Promosso da Dedalo Società Cooperativa Impresa Sociale nell‘ambito del PR Calabria “PRIORITÀ 4INCL – Una Calabria più inclusiva”, il progetto nasce con l‘obiettivo di promuovere il benessere e l‘inclusione di bambine e bambini con disabilità attraverso un modello educativo multidisciplinare, capace di integrare sport, movimento, relazione e crescita personale. L‘obiettivo è quello di potenziare le abilità dei soggetti fragili attraverso la pratica sportiva (con attività di basket, equitazione e danza), offrendo esperienze educative in grado di sviluppare competenze motorie, relazionali, emotive e sociali.

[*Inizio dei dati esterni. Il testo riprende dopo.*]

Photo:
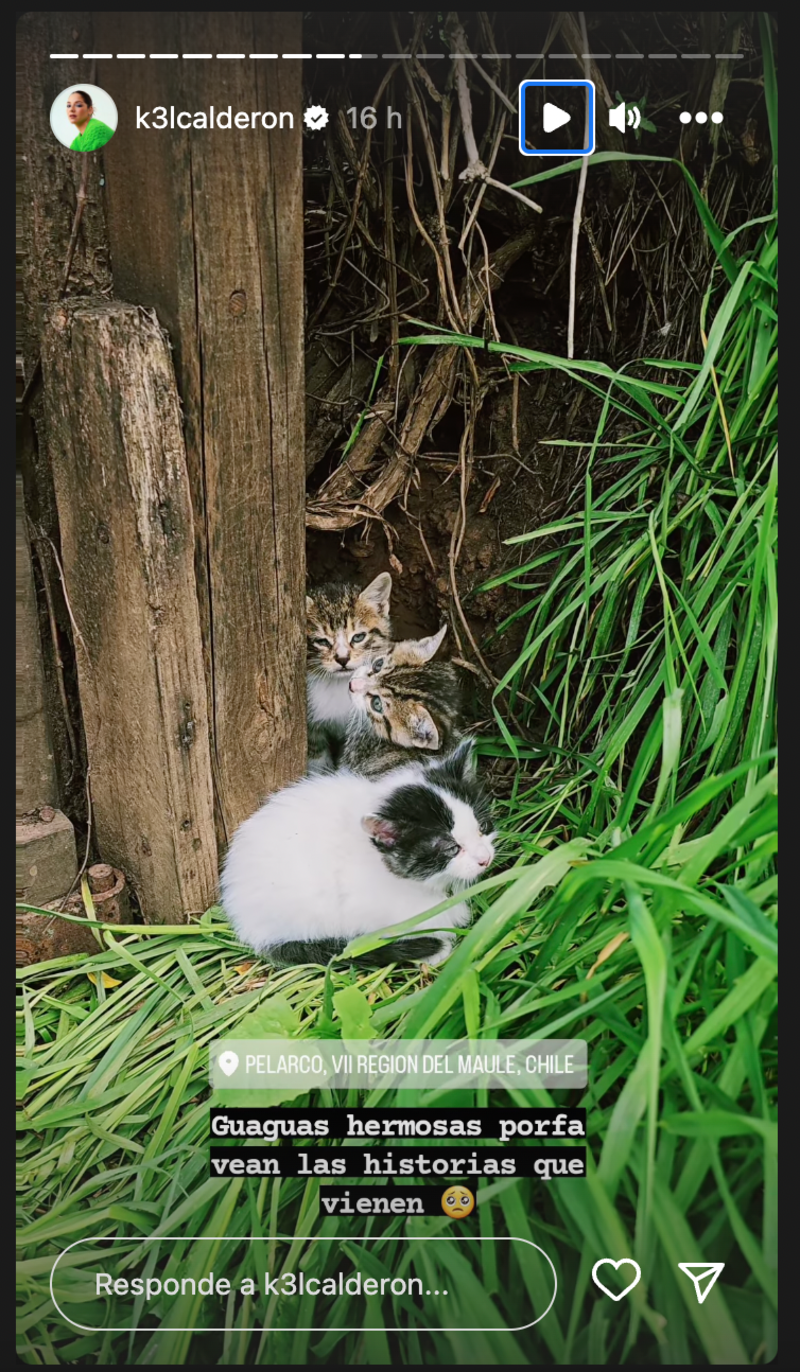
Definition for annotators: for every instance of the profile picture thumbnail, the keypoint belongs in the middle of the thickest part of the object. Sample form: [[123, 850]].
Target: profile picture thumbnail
[[84, 118]]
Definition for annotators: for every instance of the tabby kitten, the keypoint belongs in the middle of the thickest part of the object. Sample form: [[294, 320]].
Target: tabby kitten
[[400, 705], [345, 627]]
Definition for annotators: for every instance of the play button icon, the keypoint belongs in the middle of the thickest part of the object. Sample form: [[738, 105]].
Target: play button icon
[[553, 117], [556, 118]]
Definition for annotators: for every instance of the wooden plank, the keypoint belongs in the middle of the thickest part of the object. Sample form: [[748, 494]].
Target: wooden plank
[[206, 225], [36, 779], [128, 543]]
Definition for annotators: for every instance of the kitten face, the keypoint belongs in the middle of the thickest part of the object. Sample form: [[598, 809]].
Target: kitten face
[[346, 626], [438, 830]]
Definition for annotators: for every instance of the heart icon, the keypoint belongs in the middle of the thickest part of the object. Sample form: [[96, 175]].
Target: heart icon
[[616, 1265]]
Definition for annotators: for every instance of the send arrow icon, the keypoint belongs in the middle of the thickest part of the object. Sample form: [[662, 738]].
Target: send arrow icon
[[553, 117], [704, 1275]]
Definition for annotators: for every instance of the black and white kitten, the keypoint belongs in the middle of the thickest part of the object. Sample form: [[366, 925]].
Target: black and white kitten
[[338, 855], [345, 626]]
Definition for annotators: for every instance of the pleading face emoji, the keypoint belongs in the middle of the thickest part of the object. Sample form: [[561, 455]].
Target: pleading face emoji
[[457, 1202]]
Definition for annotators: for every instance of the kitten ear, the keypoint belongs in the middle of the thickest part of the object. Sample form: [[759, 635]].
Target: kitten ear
[[412, 652], [378, 593], [380, 830], [423, 730]]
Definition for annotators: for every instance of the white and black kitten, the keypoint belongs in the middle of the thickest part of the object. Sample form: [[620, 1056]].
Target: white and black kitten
[[345, 626], [338, 855]]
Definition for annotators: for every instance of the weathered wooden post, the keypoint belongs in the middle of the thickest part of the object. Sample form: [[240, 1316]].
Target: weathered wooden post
[[45, 840], [206, 225]]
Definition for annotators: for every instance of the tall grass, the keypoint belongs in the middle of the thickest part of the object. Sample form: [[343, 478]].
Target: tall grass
[[637, 910]]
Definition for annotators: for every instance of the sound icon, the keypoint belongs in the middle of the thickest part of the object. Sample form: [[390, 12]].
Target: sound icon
[[618, 118]]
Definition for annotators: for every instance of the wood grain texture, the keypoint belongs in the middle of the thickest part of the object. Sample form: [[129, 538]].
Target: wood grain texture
[[36, 778], [128, 543], [206, 227]]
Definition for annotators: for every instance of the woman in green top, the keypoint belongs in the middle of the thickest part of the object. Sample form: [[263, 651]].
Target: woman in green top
[[92, 133]]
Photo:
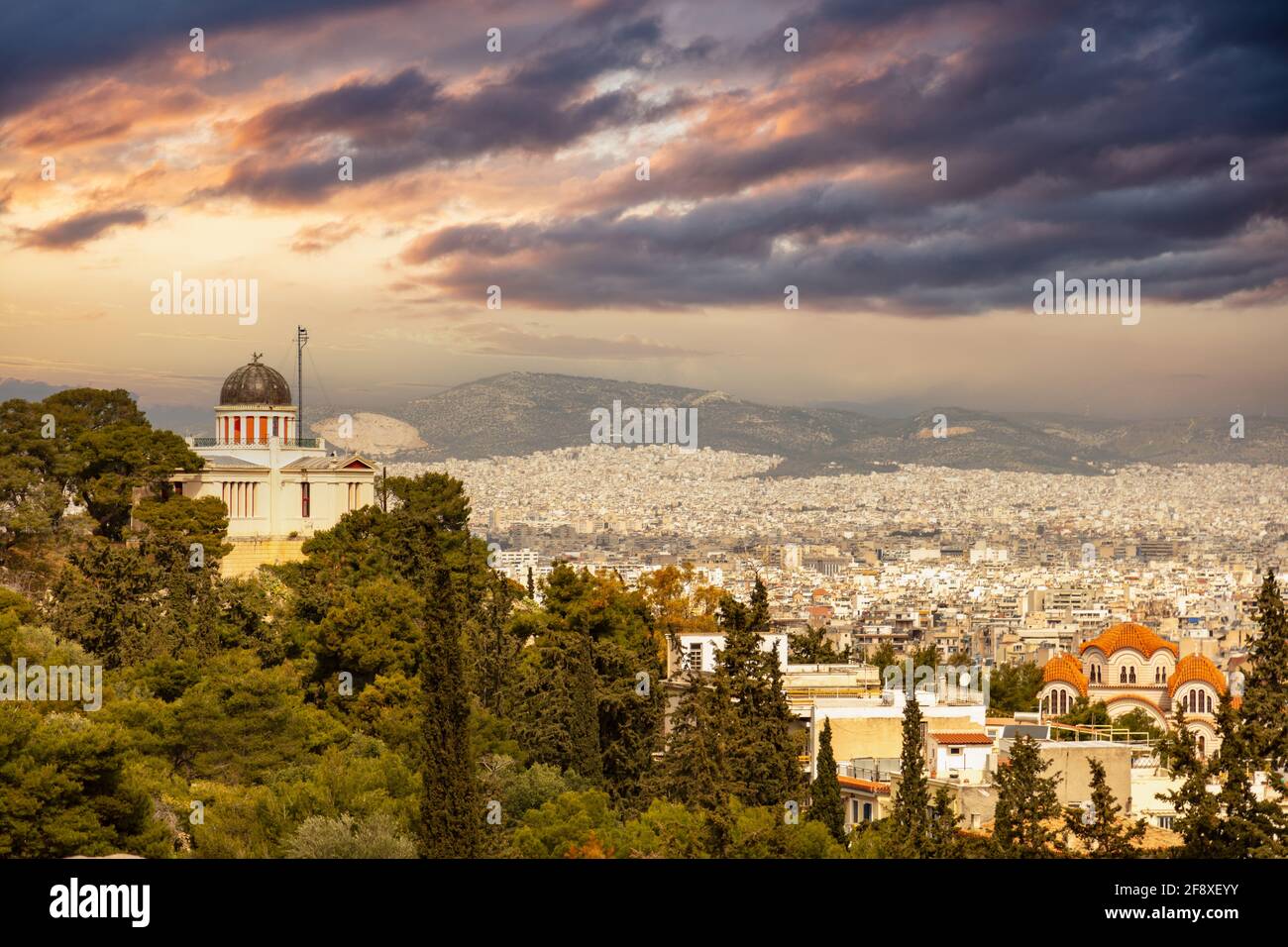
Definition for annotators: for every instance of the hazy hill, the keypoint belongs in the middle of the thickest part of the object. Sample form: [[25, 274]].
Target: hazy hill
[[520, 412]]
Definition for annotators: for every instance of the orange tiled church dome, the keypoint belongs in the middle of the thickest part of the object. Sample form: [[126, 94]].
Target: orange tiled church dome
[[1065, 668], [1128, 634], [1196, 668]]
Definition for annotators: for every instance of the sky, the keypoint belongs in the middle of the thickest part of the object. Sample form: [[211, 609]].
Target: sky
[[767, 167]]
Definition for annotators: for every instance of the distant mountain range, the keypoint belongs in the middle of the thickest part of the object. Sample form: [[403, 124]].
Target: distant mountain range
[[522, 412]]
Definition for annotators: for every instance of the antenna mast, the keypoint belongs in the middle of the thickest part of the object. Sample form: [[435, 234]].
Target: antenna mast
[[301, 339]]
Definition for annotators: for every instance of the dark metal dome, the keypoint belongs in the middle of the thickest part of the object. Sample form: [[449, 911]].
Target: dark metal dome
[[256, 384]]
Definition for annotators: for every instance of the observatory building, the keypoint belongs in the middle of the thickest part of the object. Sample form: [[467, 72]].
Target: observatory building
[[279, 487]]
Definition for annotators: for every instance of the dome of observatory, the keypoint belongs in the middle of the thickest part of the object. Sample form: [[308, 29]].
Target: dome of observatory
[[256, 384]]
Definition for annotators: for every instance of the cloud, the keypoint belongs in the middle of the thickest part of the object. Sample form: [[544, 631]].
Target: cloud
[[1108, 163], [310, 240], [411, 120], [78, 230], [53, 42]]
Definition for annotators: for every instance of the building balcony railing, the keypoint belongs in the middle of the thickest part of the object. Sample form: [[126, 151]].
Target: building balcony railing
[[287, 442]]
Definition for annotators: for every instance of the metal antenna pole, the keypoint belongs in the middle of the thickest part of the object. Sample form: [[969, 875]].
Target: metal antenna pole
[[301, 339]]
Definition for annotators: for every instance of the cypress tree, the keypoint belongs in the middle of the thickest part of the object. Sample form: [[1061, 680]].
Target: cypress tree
[[1266, 684], [584, 718], [1198, 812], [695, 770], [911, 812], [1249, 827], [1103, 836], [825, 802], [451, 818], [943, 838], [1025, 800], [763, 749]]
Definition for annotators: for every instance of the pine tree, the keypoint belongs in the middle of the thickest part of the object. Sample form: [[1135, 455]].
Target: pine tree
[[695, 770], [825, 802], [1025, 801], [1266, 682], [1103, 835], [451, 817], [911, 812]]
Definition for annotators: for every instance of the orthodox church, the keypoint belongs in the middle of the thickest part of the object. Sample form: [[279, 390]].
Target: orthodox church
[[1128, 668], [279, 486]]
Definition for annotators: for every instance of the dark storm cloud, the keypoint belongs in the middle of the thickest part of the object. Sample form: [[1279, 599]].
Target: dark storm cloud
[[44, 44], [75, 231], [1111, 165], [410, 120]]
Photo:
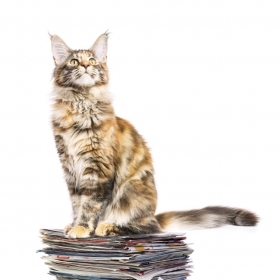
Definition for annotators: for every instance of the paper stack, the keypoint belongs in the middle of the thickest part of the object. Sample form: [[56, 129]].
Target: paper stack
[[146, 256]]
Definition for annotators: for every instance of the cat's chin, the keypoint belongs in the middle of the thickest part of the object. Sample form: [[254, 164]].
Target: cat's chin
[[85, 80]]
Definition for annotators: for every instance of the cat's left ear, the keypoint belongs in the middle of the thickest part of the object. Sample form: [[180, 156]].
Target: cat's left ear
[[100, 48], [59, 49]]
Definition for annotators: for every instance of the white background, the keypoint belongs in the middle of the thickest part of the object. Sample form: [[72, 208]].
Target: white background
[[198, 79]]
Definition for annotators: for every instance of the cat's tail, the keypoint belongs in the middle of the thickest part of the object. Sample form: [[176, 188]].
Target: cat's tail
[[208, 217]]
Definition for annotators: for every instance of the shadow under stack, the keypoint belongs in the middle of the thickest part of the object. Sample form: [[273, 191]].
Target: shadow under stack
[[146, 256]]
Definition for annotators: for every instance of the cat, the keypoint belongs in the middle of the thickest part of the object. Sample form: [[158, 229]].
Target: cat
[[108, 167]]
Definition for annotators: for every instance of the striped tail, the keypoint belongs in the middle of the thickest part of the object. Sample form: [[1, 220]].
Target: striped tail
[[208, 217]]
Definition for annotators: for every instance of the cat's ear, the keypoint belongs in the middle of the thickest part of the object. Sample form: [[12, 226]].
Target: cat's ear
[[59, 49], [100, 48]]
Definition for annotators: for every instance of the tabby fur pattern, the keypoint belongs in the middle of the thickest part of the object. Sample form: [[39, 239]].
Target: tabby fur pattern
[[107, 165]]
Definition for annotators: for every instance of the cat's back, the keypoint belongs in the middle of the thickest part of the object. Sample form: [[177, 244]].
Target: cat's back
[[133, 155]]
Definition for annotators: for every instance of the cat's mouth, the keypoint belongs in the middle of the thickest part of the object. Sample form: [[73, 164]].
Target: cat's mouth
[[85, 80]]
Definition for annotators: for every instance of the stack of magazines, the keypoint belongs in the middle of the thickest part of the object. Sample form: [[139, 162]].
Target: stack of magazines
[[161, 256]]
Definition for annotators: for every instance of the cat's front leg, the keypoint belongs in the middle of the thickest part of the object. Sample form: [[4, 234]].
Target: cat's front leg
[[93, 201]]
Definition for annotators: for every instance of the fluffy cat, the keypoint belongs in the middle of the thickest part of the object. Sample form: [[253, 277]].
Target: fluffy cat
[[107, 165]]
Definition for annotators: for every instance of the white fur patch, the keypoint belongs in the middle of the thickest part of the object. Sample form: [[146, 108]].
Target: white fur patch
[[85, 80]]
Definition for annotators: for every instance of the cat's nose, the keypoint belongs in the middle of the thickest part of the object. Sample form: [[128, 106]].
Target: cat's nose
[[85, 63]]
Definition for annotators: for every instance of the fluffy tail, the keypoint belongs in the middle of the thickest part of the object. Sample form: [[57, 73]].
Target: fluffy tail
[[208, 217]]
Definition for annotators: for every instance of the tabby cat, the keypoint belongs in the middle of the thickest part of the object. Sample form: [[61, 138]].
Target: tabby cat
[[107, 165]]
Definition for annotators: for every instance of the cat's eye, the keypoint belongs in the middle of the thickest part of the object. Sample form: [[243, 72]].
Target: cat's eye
[[74, 62], [92, 61]]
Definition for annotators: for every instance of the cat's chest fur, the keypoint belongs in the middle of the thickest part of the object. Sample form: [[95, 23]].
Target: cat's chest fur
[[85, 131]]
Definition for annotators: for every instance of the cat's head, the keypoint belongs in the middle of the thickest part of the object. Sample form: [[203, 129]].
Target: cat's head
[[80, 68]]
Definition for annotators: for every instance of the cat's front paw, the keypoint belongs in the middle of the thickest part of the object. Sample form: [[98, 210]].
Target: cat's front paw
[[105, 229], [67, 229], [78, 232]]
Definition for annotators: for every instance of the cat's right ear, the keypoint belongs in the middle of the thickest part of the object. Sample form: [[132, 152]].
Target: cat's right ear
[[59, 49]]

Dopo l‘esperienza del basket, che ha rappresentato il primo momento di incontro e di inclusione tra i partecipanti, il progetto entra ora in una nuova fase con “Un cavallo per amico”, percorso di equitazione terapeutica e pedagogica basato sul metodo Parelli, attraverso il quale il rapporto con il cavallo diventa uno straordinario strumento educativo, favorendo la crescita personale, la fiducia in sé stessi, lo sviluppo dell‘autonomia e delle capacità relazionali.
Il primo incontro è stato dedicato alla conoscenza reciproca del gruppo, degli spazi e dei cavalli che accompagneranno i bambini durante tutto il percorso. Un momento fondamentale per creare un clima di serenità e fiducia, nel pieno rispetto delle esigenze e dei tempi di ciascun partecipante.
Responsabile educativa del progetto è la pedagogista Viviana Vitale, che seguirà il percorso accompagnando i bambini in un‘esperienza che pone al centro la relazione, l‘ascolto e il valore educativo del contatto con l‘animale. Uno degli aspetti più significativi emersi già dal primo appuntamento riguarda proprio il rispetto dei tempi individuali. C’è stato chi ha affrontato fin da subito l‘esperienza salendo in sella con entusiasmo e chi, invece, ha preferito osservare, prendere confidenza con l‘ambiente e instaurare gradualmente un primo contatto con il cavallo.
Un approccio che rappresenta pienamente la filosofia del progetto “Superabilities”, dove ogni piccolo traguardo assume lo stesso valore. In un percorso educativo non conta la rapidità con cui si raggiunge un obiettivo, ma la capacità di accompagnare ogni bambino nel rispetto dei propri tempi interiori, valorizzando ogni emozione, ogni scoperta e ogni passo compiuto verso una maggiore autonomia e consapevolezza.
Le attività di equitazione proseguiranno tutti i lunedì, per due anni, coinvolgendo i bambini in un percorso che, attraverso il rapporto con il cavallo, punta a rafforzare autostima, equilibrio emotivo, capacità comunicative e relazionali. Nei prossimi mesi il progetto continuerà a svilupparsi attraverso le diverse azioni previste, confermando la volontà di costruire contesti realmente inclusivi nei quali sport, educazione e relazione diventino strumenti concreti di crescita per i bambini e di sostegno per le loro famiglie.
Con oltre vent‘anni di esperienza nell‘ambito dell‘inclusione sociale e dei servizi educativi rivolti alle persone con disabilità, Dedalo continua così a promuovere percorsi innovativi capaci di mettere al centro la persona, valorizzandone potenzialità, capacità e unicità, contribuendo alla diffusione di una cultura dell‘inclusione sempre più radicata nel territorio calabrese.